Clamms … is a shel-fish not much unlike a cockle, it lyeth under the sand, every six or seaven of them having a round hole to take ayre and receive water at. When the tide ebs and flowes, a man running over these Clamm bankes will presently be made all wet, by their spouting of water out of those small holes: These fishes be in great plenty in most places of the countrey, which is a great commoditie for the feeding of Swine, both in winter, and Summer; for being once used to those places, they will repaire to them as duely every ebbe, as if they were driven to them by keepers: In some places of the countrey there bee Clamms as bigge as a pennie white loafe, which are great dainties amongst the natives, and would bee in good esteeme amongst the English were it not for better fish. [Wood 1634] The soft-shell clam Mya arenaria is a circumboreal species that occurs in North America from Labrador to the mid-Atlantic coast in the western Atlantic and from Alaska to California in the eastern Pacific (Carlton 2023; Hoffman and Vendrami 2023; both this volume). In Europe, it is found from the White Sea to northern Norway, from the Baltic and Wadden Seas to Portugal, and in the Mediterranean and Black seas. In Asia, it ranges from the Bering Sea to the Yellow Sea; however, some Pacific populations may have been misidentified and are likely to be M. japonica (Zhang et al. 2018). Its most productive fisheries occur within its western Atlantic range, with minimal to no commercial fisheries elsewhere.

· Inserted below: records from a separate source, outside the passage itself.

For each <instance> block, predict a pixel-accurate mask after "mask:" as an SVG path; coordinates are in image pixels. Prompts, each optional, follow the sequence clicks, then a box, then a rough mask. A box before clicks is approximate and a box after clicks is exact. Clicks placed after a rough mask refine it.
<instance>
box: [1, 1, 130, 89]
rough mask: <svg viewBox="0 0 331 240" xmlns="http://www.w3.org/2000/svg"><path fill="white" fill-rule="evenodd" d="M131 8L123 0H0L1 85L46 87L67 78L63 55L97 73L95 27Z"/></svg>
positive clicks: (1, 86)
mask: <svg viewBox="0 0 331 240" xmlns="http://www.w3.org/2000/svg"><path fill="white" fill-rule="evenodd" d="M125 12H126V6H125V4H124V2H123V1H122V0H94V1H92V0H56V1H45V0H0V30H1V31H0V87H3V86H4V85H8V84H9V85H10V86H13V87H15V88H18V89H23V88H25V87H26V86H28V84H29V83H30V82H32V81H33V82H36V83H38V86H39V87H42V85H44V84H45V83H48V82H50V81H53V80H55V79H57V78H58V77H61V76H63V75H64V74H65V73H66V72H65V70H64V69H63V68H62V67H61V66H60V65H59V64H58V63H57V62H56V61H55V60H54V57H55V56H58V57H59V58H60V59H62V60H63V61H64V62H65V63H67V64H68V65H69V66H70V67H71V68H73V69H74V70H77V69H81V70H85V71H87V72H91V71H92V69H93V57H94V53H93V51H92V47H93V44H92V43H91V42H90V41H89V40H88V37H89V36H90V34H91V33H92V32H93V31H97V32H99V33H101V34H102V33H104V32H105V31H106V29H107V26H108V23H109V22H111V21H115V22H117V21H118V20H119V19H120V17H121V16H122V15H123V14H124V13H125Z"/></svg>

The clam lives in nearshore marine and estuarine habitats, especially in the intertidal zone. This location makes it accessible to humans, who, when the tide is out and with simple, handheld digging tools, can harvest small numbers for a meal or larger numbers to trade or sell. Long before European settlement, Indigenous people in eastern North America harvested large numbers of clams, undoubtedly as food and perhaps for barter (see below).